Keywords

1 Introduction

Distances are at the heart of many signal processing tasks [6, 14], and the performance of algorithms solving those tasks heavily depends on the chosen distances. Historically, many ad hoc distances have been proposed and empirically benchmarked on different tasks in order to improve the state-of-the-art performances. However, getting the most appropriate distance for a given task is often an endeavour. Thus principled classes of distancesFootnote 1 have been proposed and studied. Among those generic classes of distances, three main generic classes have emerged:

  • The Bregman divergences [5, 7, 22] defined for a strictly convex and differentiable generator \(F\in \mathcal {B}:\varTheta \rightarrow \mathbb {R}\) (where \(\mathcal {B}\) denotes the class of strictly convex and differentiable functions defined modulo affine terms):

    $$\begin{aligned} B_F(\theta _1:\theta _2) :=F(\theta _1)-F(\theta _2)-(\theta _1-\theta _2)^\top \nabla F(\theta _2), \end{aligned}$$
    (1)

    measure the dissimilarity between parameters \(\theta _1,\theta _2\in \varTheta \), where \(\varTheta \subset \mathbb {R}^d\) is a d-dimensional convex set. Bregman divergences have also been generalized to other types of objects like matrices [26].

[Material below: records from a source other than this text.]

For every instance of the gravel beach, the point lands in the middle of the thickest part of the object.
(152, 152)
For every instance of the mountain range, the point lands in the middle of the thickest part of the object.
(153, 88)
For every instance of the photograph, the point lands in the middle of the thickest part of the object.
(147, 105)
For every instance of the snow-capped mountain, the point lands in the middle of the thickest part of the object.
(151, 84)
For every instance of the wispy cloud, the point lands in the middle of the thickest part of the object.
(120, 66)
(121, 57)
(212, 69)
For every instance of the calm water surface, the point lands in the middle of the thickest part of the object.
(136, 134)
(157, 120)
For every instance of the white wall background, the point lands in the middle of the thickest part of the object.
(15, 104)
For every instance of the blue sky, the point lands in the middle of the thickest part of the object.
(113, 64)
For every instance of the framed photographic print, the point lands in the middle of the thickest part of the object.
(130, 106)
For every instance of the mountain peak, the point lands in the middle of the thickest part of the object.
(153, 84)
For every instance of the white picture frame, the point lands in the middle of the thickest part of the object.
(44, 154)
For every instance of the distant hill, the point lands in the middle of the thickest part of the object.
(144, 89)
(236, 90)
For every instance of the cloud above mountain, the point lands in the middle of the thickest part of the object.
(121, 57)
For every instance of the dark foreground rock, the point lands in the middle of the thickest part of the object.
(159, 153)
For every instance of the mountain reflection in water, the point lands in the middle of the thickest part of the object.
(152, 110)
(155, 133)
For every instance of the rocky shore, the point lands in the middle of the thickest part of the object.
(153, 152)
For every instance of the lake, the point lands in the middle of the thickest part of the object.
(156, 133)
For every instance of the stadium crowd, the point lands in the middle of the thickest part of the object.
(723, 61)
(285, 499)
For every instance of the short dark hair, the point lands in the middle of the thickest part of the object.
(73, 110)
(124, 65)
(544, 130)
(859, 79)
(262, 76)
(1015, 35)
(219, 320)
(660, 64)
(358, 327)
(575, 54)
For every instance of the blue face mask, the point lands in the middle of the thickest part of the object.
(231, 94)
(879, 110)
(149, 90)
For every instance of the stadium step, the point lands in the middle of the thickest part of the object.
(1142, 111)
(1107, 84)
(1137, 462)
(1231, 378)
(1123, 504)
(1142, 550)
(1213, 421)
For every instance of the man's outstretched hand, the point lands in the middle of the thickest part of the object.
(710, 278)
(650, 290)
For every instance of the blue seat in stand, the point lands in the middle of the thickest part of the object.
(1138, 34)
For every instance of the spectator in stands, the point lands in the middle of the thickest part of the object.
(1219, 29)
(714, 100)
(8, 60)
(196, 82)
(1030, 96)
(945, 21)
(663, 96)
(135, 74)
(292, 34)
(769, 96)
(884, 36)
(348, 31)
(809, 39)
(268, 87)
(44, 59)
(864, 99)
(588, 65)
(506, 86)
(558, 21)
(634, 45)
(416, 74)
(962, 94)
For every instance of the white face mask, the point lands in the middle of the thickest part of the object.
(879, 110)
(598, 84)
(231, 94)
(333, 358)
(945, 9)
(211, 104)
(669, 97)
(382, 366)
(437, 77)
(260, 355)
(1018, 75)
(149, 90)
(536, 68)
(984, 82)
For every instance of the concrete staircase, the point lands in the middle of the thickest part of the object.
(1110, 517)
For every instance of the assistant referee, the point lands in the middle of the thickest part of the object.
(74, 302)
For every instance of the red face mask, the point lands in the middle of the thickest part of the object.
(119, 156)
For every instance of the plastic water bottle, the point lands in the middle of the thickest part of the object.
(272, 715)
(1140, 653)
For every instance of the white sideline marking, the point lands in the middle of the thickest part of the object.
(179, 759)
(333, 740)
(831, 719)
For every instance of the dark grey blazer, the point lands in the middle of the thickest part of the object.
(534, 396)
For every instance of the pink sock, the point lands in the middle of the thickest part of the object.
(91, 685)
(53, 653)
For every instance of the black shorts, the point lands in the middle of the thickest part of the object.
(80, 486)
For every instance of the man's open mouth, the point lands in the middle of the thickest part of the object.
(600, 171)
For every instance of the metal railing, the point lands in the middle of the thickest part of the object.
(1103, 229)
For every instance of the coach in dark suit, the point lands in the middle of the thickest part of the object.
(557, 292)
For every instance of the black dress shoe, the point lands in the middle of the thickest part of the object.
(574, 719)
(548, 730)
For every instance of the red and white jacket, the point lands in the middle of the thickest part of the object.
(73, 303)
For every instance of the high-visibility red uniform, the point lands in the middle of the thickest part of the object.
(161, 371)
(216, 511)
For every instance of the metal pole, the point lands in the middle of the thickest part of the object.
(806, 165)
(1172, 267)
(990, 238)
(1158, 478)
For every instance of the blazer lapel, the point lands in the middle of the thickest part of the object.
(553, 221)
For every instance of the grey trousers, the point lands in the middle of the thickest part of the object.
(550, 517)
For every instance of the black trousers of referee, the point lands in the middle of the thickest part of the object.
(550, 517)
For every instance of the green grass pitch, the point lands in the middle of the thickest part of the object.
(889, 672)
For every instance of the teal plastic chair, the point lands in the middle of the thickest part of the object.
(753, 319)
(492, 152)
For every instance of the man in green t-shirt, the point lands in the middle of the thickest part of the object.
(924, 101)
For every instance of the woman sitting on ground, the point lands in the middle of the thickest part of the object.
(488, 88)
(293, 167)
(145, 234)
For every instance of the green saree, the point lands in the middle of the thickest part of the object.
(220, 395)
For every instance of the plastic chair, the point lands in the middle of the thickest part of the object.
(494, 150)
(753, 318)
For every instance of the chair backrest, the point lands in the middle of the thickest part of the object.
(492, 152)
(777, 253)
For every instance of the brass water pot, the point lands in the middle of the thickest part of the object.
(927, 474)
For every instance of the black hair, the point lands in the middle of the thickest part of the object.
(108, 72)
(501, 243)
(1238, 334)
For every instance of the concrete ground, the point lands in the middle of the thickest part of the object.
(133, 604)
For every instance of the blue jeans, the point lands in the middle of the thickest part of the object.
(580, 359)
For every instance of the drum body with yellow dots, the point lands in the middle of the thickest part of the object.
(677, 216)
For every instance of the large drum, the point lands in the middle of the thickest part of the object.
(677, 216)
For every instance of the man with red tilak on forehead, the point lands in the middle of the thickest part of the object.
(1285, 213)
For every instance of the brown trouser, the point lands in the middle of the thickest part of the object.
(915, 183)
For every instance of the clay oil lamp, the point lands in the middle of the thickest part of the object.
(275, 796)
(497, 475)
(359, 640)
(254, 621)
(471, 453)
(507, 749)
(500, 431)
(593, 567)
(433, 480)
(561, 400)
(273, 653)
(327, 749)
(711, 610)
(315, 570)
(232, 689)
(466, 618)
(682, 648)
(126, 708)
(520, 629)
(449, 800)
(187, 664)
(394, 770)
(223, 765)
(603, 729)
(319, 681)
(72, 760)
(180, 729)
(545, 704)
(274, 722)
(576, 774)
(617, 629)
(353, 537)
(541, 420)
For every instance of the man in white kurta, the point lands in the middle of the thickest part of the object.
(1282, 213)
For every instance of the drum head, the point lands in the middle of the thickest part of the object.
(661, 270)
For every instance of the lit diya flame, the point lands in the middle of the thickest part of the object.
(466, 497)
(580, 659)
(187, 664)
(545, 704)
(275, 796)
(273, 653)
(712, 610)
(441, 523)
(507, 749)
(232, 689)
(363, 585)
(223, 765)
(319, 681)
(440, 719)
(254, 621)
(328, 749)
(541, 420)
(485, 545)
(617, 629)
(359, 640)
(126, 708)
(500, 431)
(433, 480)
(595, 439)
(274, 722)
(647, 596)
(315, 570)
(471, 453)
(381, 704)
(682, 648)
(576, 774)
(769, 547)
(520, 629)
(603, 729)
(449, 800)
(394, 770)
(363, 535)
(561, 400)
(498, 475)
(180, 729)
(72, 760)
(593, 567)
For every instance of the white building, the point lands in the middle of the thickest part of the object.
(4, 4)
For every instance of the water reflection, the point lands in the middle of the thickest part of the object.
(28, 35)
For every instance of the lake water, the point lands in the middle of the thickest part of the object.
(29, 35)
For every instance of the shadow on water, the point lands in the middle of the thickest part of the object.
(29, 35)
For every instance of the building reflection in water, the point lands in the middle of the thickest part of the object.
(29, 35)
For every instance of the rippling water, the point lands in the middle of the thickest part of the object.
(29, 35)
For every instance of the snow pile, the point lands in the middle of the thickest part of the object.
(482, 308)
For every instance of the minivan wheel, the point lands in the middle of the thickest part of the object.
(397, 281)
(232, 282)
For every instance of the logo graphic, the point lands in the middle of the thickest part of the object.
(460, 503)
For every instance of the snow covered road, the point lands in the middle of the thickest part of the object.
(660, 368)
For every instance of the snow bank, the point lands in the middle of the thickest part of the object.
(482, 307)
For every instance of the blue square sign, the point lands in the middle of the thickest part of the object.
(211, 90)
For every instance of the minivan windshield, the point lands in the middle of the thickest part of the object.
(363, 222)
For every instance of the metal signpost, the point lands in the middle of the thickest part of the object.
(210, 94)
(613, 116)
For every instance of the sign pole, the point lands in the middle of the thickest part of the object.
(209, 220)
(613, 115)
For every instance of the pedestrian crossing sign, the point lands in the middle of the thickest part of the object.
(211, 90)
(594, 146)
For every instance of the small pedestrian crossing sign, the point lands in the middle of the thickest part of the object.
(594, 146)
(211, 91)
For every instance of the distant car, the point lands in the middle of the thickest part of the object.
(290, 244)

  • The Csiszár f-divergences [1, 11, 12] defined for a convex generator \(f\in \mathcal {C}\) satisfying \(f(1)=0\) and strictly convex at 1:

    $$\begin{aligned} I_f[p_1:p_2] :=\int _\mathcal {X}p_1(x) f\left( \frac{p_2(x)}{p_1(x)}\right) \mathrm {d}\mu (x) \ge f(1)=0, \end{aligned}$$
    (2)

    measure the dissimilarity between probability densities \(p_1\) and \(p_2\) that are absolutely continuous with respect to a base measure \(\mu \) (defined on a support \(\mathcal {X}\)).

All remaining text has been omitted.